After loading the data we'll be using for to fit a predictive model, you may be interested in performing some pre-analysis (or EDA). We can use InputVis library for this purpose.

In [36]:
datavis = InputVis(dataObject=data_object, folder_name='INPUTVIS_TEST', output_dir=None, verbose = True)


Unable to find an specified output directory. Using current working directory (/Users/leonardo/Desktop/flu-code/argotools-pkg) as output.
Successfully generated class folder. All results will be written to: /Users/leonardo/Desktop/flu-code/argotools-pkg/INPUTVIS_TEST


Inputvis generates a separate folder. Given this library purpose is to deal with a big number of locations, the folder structure automatically organizes these visualizations in separate folders for each location (In this case, it would generate a sub-folder for each country) and a folder called _overview, which contains  grouped visualizations.

In [37]:
study_period[0] = '2010-01-04' # We changed the dates to the exact ones because datavis does not accept approximate dates.
study_period[1] = '2016-12-26'
for country_code in country_codes:
    feature_names = list(data_object.features[country_code])
    datavis.plot_features(id_=country_code, mode='save', feature_names=feature_names[0:10], start_period=study_period[0], end_period=study_period[1])
    datavis.similarity_barplot(id_=country_code, mode='save', start_period=study_period[0], end_period=study_period[1], alpha=3)

datavis.target_heatmap_plot(ids='all', to_overview=True, start_period=study_period[0],\
end_period=study_period[1], filename='initial_dataset', ext='png', alpha=1.5)

'plot_features' does a timeseries plot of the features, along with the target (in black) and the Pearson Correlation Coefficient between the feature and the target for the specified period. 'similarity_barplot' serves the same purpose, but lets you select which metric to choose (default is pearson, but you could create your own and input it) and is more adequate when you're dealing with too many features. Finally, "target_heatmap_plot" gives an overall look at the target data from the different locations in the form of a heatmap. This visualization helps you find out how often is data missing and also gives you a slight intuition of the seasonality of each region
![features.png](attachment:features.png)
![features_barplot.png](attachment:features_barplot.png)
![initial_dataset.png](attachment:initial_dataset.png)

There are other functions within inputvis, but they follow the same intuition (the library is still in development, so please send an e-mail to clemclem1991@gmail.com if you'd like to contribute / report any bugs).

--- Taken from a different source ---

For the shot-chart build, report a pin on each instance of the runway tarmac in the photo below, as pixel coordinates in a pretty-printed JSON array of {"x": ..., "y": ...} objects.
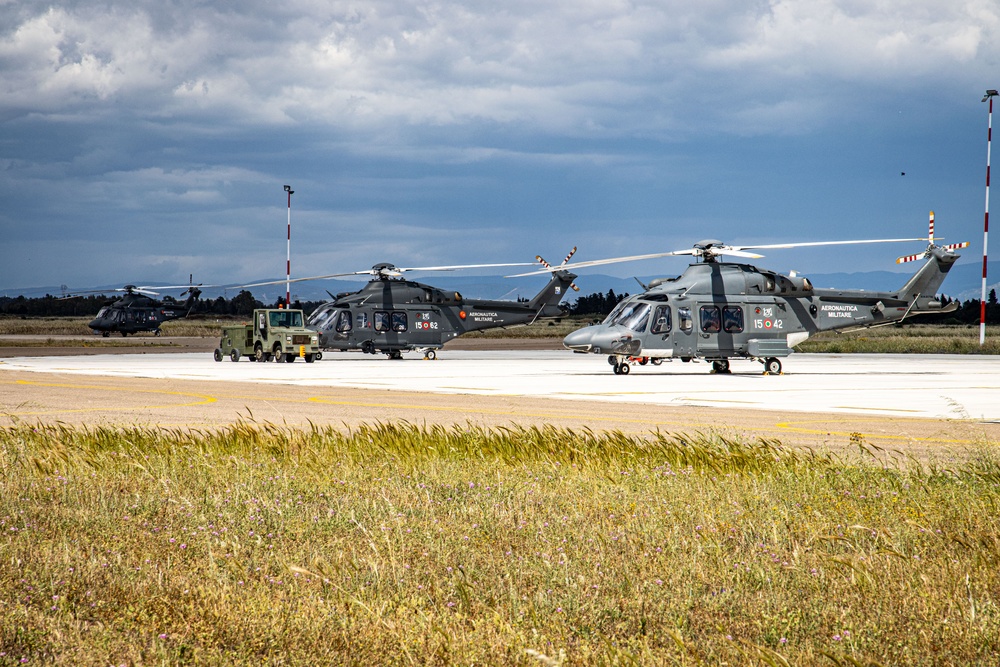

## Fitting a linear regression using  argotools

After you've looked at your data and performed the neccessary pre-processing steps, it is time to fit a model. We use the experiment library to do this.

In [41]:
mod = LassoCV(cv=10, fit_intercept=True, n_alphas=1000, max_iter=20000, tol=.001, normalize=True,\
             positive=True)

model_dict = {
    'AR': [lasso_family, preproc_rmv_values, None, None, False, mod],
    'ARGO': [lasso_family, preproc_rmv_values, None, None, False, mod],
    'ARGO_filtered': [lasso_family, preproc_rmv_values, None, .70, False, mod],
}

#Loading per_state params

argo_tester = ARGO_lrmse(data=data_object, model_dict=model_dict, output_name=None, training_window= 'static', \
            training_window_size=104, horizon=1, feature_preprocessing='zscore',\
            ar_model=52, load_folder = None, ar_column_filtering=True, out_of_sample_rmse=False)
argo_tester.run(period_start='2013-01-07', period_end='2016-12-26', verbose=False, cont=False)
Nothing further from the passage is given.